Everything begins with “p”

John Cook puts it well:

There’s only one symbol in statistics, “p”. The same variable represents everything. You just get used to it and figure out which p is which from context. It reminds me of George Forman naming all five of his sons George. Here’s an example I [Cook] ran across recently where p represents four different functions in one equation:

p(θ | x) = p(x | θ) p(θ) / p(x)

Usually this is done with no explanation, but in the example above the author explains that he’s denoting entirely different functions with the same symbol in order to avoid the “clumsy notation” that being explicit would require.

Sometimes the overloading of the 16th letter of the English alphabet becomes just too much and statisticians break down and use the Greek counterpart, π (pi). So then to make matters even more confusing to the uninitiated, π can be a variable or a function.

He’s right, and I say this as someone who’s done my part to spread this notation. We talk in Bayesian Data Analysis about how to use this notation and why it’s more rigorous than it might seem as first. I really really don’t like the notation where people use f for sampling distributions, pi for priors, and L for likelihoods. To me, that really misses the point. The notation shouldn’t depend on the order in which the distributions are specified. They’re all probability distributions, that’s the point.

4 thoughts on “Everything begins with “p”

  1. But we have different *words* for priors, likelihoods, and sampling distributions, and we frequently find it convenient to differentiate them (otherwise, different words would be unnecessary; they'd all be "distributions", as you say). Since notation is simply formalized language, what it the harm in differentiating them in notation too? As someone who has gotten used to the notation, it doesn't matter much, but it seems too strong to say that notation shouldn't depend on the role of the distribution, when the language you used clearly does.
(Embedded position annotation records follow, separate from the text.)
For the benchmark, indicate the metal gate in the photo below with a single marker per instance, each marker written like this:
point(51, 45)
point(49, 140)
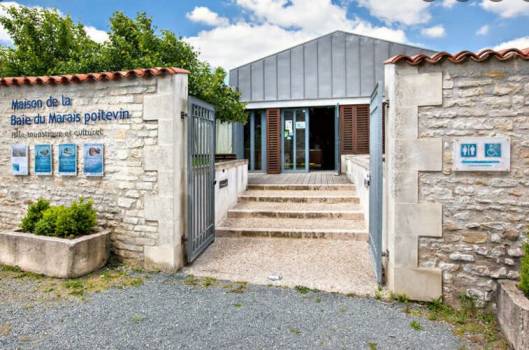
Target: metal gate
point(200, 178)
point(376, 179)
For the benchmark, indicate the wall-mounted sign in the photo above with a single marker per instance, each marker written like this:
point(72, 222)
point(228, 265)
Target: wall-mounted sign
point(68, 159)
point(93, 159)
point(43, 160)
point(482, 154)
point(19, 160)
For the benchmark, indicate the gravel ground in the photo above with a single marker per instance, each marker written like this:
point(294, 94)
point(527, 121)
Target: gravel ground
point(166, 313)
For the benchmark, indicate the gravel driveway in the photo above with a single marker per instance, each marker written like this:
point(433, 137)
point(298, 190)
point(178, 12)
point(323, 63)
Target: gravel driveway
point(168, 312)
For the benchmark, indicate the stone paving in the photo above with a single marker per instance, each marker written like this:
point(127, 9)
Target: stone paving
point(175, 312)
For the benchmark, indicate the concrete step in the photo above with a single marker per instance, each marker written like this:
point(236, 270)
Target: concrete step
point(302, 187)
point(339, 229)
point(300, 196)
point(248, 209)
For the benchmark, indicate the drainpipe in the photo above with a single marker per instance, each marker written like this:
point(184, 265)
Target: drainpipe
point(337, 156)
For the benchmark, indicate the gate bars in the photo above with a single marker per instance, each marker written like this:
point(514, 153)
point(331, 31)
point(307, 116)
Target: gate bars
point(200, 177)
point(376, 179)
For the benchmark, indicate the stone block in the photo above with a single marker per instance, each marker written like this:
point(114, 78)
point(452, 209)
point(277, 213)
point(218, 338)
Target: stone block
point(55, 257)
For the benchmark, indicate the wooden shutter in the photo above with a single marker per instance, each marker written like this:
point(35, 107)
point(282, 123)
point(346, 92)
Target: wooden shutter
point(362, 129)
point(354, 129)
point(273, 141)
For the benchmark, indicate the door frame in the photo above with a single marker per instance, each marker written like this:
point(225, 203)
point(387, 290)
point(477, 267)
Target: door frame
point(251, 120)
point(307, 146)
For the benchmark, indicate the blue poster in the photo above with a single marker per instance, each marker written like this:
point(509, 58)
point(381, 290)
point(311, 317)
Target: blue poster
point(93, 158)
point(68, 160)
point(43, 160)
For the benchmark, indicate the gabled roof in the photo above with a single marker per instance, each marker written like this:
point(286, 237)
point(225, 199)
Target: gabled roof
point(460, 57)
point(84, 77)
point(329, 34)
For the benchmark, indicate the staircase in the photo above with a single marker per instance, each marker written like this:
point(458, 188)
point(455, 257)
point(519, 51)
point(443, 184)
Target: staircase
point(329, 211)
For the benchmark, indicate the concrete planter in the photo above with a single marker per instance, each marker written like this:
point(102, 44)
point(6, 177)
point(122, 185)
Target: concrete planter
point(55, 257)
point(513, 314)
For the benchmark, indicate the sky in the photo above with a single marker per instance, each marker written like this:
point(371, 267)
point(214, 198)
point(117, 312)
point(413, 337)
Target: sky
point(229, 33)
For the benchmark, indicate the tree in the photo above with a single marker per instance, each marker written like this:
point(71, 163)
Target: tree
point(46, 43)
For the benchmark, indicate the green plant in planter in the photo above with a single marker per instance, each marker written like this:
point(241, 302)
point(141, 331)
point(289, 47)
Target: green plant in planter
point(59, 221)
point(524, 271)
point(34, 214)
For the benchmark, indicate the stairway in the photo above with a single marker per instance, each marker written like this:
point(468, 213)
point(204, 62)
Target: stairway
point(296, 211)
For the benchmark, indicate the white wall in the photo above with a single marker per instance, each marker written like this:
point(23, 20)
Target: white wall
point(236, 172)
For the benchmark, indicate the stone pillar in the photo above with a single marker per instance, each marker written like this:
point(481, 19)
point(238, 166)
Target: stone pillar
point(408, 218)
point(168, 158)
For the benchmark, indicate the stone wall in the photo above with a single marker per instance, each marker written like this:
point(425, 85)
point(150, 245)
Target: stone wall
point(484, 214)
point(133, 180)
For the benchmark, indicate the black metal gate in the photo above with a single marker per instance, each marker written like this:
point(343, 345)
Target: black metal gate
point(200, 178)
point(376, 179)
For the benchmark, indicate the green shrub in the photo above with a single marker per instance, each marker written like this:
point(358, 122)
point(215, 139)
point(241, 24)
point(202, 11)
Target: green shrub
point(524, 271)
point(47, 226)
point(59, 221)
point(34, 214)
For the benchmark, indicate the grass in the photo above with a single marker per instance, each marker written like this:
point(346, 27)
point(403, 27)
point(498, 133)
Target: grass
point(294, 330)
point(468, 321)
point(416, 325)
point(305, 290)
point(112, 276)
point(5, 329)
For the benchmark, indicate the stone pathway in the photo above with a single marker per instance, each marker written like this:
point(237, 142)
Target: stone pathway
point(172, 312)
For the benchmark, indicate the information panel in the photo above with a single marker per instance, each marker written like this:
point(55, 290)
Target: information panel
point(93, 159)
point(482, 154)
point(68, 160)
point(43, 160)
point(19, 160)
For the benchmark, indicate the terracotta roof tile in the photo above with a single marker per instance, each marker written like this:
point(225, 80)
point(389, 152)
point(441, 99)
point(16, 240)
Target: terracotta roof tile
point(460, 57)
point(79, 78)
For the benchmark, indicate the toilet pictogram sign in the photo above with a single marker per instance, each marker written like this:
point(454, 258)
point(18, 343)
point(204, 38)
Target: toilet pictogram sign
point(482, 154)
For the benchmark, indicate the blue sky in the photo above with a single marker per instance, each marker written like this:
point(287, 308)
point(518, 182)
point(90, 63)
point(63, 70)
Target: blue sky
point(232, 32)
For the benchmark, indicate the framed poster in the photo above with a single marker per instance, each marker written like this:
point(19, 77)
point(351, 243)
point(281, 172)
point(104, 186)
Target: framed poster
point(93, 159)
point(19, 160)
point(68, 159)
point(43, 160)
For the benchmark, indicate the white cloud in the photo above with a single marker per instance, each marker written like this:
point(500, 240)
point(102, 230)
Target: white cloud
point(518, 43)
point(434, 32)
point(507, 8)
point(483, 30)
point(408, 12)
point(201, 14)
point(95, 34)
point(448, 3)
point(277, 25)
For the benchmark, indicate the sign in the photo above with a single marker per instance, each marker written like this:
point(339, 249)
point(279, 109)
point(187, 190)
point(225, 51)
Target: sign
point(19, 160)
point(68, 159)
point(300, 125)
point(93, 159)
point(482, 154)
point(43, 160)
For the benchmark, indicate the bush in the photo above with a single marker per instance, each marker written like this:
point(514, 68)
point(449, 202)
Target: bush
point(34, 214)
point(59, 221)
point(524, 271)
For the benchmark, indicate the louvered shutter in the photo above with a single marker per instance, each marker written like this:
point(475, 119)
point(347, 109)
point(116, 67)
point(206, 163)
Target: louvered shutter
point(354, 129)
point(273, 141)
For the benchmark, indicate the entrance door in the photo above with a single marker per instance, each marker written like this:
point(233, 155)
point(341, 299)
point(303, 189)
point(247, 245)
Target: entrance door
point(255, 141)
point(295, 140)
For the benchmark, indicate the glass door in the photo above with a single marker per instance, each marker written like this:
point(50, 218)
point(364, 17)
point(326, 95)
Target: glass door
point(295, 140)
point(254, 141)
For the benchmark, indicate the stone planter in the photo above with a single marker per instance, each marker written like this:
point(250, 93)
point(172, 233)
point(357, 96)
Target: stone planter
point(513, 314)
point(55, 257)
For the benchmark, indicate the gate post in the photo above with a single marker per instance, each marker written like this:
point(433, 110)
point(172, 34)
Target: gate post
point(408, 218)
point(167, 159)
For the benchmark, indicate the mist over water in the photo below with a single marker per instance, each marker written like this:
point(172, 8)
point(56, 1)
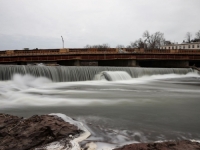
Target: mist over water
point(123, 109)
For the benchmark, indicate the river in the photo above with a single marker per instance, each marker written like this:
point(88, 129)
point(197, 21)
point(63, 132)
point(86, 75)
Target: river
point(125, 109)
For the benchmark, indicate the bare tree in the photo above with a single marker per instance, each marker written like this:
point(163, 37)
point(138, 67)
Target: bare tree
point(137, 44)
point(153, 41)
point(198, 35)
point(120, 46)
point(188, 37)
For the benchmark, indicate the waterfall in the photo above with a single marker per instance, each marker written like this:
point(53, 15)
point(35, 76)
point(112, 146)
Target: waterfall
point(72, 73)
point(112, 75)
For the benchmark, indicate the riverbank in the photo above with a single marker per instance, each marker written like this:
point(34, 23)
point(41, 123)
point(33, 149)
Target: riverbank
point(35, 132)
point(49, 132)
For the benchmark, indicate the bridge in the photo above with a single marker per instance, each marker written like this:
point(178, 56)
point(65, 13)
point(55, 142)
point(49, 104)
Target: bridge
point(103, 57)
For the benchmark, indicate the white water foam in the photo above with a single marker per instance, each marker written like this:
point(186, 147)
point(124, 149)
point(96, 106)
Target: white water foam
point(31, 91)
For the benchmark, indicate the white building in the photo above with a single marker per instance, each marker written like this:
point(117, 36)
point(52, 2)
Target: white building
point(194, 45)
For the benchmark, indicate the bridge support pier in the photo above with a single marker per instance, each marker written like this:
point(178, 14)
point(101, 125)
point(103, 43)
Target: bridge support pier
point(77, 63)
point(132, 63)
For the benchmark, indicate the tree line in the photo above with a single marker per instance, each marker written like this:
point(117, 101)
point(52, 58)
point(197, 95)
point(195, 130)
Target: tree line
point(149, 41)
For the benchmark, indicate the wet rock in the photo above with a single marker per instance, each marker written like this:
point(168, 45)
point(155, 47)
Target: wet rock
point(170, 145)
point(19, 133)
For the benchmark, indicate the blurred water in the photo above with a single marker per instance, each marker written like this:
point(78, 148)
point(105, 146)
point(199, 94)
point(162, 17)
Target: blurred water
point(149, 108)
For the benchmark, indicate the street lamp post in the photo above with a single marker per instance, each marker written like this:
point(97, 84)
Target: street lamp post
point(62, 41)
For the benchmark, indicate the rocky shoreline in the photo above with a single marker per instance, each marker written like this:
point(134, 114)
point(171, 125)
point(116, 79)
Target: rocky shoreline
point(39, 132)
point(36, 131)
point(169, 145)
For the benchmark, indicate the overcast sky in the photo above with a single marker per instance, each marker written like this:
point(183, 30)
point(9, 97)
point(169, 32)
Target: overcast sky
point(40, 23)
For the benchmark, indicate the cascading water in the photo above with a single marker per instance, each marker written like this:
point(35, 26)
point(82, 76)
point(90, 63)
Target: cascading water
point(156, 104)
point(66, 73)
point(112, 76)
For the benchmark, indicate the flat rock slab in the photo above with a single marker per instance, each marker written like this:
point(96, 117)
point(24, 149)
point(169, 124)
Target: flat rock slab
point(170, 145)
point(20, 134)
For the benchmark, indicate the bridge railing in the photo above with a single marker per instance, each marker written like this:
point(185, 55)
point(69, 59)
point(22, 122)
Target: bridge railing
point(95, 51)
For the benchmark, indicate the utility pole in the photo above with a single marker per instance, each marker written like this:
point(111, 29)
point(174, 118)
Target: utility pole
point(62, 41)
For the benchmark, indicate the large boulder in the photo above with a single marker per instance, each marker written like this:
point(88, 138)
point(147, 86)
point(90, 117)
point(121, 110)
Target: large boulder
point(170, 145)
point(20, 134)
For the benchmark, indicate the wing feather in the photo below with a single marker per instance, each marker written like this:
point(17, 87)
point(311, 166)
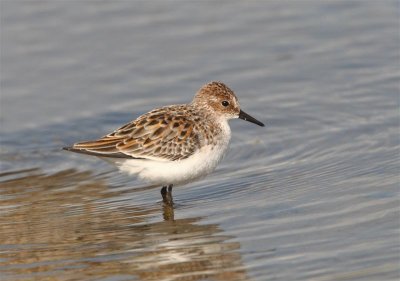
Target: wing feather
point(164, 134)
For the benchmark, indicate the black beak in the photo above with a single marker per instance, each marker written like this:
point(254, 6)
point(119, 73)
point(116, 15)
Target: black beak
point(243, 115)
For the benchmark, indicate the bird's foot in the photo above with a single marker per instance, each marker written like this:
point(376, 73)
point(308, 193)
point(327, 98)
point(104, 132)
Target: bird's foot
point(166, 193)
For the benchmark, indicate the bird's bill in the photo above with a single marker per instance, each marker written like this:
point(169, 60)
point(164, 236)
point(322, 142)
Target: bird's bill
point(243, 115)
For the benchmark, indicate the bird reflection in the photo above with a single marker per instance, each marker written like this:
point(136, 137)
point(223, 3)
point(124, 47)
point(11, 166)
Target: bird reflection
point(71, 223)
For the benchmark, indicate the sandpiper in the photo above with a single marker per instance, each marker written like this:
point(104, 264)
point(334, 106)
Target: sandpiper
point(175, 144)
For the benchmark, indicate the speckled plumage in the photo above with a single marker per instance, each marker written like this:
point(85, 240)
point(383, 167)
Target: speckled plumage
point(174, 144)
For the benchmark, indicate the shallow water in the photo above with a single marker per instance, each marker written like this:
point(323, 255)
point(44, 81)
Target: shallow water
point(312, 196)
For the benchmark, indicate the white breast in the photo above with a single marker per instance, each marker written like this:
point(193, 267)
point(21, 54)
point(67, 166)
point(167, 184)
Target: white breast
point(180, 172)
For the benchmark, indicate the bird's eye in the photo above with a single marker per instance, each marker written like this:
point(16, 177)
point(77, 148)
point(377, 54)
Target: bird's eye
point(225, 103)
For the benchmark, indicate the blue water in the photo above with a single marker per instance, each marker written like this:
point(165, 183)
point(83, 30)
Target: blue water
point(312, 196)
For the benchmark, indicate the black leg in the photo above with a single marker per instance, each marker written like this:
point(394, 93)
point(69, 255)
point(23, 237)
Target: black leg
point(167, 195)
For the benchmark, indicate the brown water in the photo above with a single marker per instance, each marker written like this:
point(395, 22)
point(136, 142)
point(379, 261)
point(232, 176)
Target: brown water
point(312, 196)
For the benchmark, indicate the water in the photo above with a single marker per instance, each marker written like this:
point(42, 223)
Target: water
point(312, 196)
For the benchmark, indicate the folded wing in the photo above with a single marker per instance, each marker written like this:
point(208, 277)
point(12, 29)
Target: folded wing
point(164, 134)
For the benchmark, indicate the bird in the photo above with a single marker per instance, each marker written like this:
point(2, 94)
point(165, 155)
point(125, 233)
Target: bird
point(175, 144)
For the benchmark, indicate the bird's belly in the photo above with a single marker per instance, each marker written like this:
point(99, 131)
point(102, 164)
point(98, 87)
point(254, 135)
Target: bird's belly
point(178, 172)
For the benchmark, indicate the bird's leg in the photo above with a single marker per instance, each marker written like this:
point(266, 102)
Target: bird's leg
point(166, 193)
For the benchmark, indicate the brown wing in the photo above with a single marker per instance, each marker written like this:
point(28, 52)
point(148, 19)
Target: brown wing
point(165, 134)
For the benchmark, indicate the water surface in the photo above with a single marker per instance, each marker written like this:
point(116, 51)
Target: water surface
point(312, 196)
  2. Stats notation, like most language, is highly context-dependent. You typically need to know the context to interpret the four different functions called p in p(a|b)p(b)=p(b|a)p(a).

    As a consequence, formulas can't stand on their own. Typically there are parameters simply elided; that is, p(b) is really shorthand for p(b|theta) where theta is some implicit model parameter.

    Vector notation is typically underspecified, with the same symbol (x or theta) being used for scalars and vectors (and sometimes whole matrices).

    Expectation notation gets confusing because it almost never indicates which variables are being integrated over which distributions.

    The problem is much more acute for novices. Once you know what you're doing, it's pretty obvious which variables are of which type and which distribution p refers to. They're the ones that make the formulas work out to be true.

    I find it much easier to undertand models presented in something like BUGS format, because it makes all the notation really explicit.

  3. I agree with you that all of these quantities are probability distributions, and find this unifying way of thinking of them helpful. But not all seem to agree. I've recently run across a new book in Bayesian reliability where the author insists on referring to P(T>t|lambda) as a chance instead of a probability, reserving probability for the marginal probability, P(T>t). I've also recently read an essay by a contemporary philosopher who insists that the likelihood is somehow different from a probability, yet uses Pr(O|H) for the likelihood of observation, O, given hypothesis, H. This is part of the reason I can't seem to extract much of value from modern philosophical writing.

Comments are closed.